Note that it is Mackenzie Chase Taylor who was convicted at court martial and thus remains under Army command as an inmate of the USDB at Fort Leavenworth (and now as he's being transfered into a CMU as a device for getting him under the control of a highly classified joint task force and some very black ops).

Sherilyn Bell was never tried at court martial. Or anywhere, for that matter. A sanity board found her unfit to stand trial in the year 2000, as she was catatonic. A decision was made to defer a general court martial until she was responsive.
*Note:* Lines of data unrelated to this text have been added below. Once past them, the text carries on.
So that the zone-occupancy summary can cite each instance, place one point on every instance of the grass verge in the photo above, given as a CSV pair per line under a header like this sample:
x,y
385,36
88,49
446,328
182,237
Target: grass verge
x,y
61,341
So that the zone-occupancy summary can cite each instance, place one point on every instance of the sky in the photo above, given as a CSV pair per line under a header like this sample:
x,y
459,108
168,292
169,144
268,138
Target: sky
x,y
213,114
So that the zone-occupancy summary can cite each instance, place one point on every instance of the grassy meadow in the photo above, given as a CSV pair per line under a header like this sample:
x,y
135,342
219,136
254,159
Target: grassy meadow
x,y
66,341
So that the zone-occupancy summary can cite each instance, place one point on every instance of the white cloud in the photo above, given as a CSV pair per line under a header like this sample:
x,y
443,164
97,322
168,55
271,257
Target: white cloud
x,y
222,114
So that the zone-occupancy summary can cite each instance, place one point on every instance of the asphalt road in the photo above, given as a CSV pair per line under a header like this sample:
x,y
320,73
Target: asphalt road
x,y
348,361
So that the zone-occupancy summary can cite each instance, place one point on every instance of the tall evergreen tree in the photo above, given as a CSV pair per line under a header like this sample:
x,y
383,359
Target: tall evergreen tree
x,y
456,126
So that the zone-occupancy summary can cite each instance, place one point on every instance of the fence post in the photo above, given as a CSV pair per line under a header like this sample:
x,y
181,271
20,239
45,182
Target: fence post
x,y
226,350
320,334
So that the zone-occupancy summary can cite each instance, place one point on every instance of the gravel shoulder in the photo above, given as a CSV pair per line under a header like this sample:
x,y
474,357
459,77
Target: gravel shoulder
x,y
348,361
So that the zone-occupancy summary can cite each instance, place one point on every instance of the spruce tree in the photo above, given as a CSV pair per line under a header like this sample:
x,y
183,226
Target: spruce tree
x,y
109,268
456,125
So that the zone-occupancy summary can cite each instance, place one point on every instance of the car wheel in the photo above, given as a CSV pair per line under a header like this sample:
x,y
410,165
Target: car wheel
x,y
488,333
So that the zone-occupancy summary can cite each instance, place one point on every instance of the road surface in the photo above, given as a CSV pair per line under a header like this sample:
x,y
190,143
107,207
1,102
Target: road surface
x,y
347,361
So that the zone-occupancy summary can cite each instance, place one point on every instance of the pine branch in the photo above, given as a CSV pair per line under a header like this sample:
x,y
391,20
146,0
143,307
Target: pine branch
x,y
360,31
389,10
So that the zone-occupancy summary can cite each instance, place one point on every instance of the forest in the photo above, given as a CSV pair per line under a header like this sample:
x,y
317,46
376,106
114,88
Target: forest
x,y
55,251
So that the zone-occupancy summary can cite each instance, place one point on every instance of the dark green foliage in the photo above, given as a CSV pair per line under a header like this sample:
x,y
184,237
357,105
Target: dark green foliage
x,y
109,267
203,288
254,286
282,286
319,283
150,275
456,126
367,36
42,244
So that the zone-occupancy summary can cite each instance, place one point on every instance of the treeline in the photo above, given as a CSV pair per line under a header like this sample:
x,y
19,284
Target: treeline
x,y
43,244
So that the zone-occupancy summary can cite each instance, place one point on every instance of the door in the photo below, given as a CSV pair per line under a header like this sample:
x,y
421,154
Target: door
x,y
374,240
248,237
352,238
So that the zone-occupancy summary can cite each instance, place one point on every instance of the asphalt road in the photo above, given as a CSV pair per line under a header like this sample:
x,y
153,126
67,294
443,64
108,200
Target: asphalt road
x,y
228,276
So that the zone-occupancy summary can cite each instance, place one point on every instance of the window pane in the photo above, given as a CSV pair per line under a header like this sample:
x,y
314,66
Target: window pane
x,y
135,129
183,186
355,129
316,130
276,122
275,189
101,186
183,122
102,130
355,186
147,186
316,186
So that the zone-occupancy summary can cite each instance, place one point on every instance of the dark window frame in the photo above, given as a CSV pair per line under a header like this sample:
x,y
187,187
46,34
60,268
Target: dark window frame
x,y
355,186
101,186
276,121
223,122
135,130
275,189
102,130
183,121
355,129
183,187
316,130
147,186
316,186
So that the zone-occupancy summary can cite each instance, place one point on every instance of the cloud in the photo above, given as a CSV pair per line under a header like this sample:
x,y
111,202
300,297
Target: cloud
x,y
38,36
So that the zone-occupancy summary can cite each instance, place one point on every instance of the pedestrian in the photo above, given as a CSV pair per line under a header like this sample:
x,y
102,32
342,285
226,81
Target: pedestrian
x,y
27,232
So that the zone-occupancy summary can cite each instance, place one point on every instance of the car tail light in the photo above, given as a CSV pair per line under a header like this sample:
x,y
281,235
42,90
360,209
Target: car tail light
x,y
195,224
We aren't sure what happened next. It seems that the sanity board kept signing off on her being unfit for trial, even when she was no longer catatonic (just delusional, manic-depressive, possibly schizophrenic, borderline personality, etc.). It seems she was just quietly buried in a mental health equivalent to a CMU and never had her day in court. Which my character* does not find even a little bit okay.

I'm assuming that 17 years after her alleged crime and over 18 years after her enlistment, she is no longer under US Army jurisdiction (unless they were to decide to recall her to duty specifically to be able to court martial her).

*I'm not the GM, I'm officially designated the GM's research assistant for worldbuilding plausibility and consistency with the real world (except as he explicitly deviates from it with superpowers and secret supersoldier projects).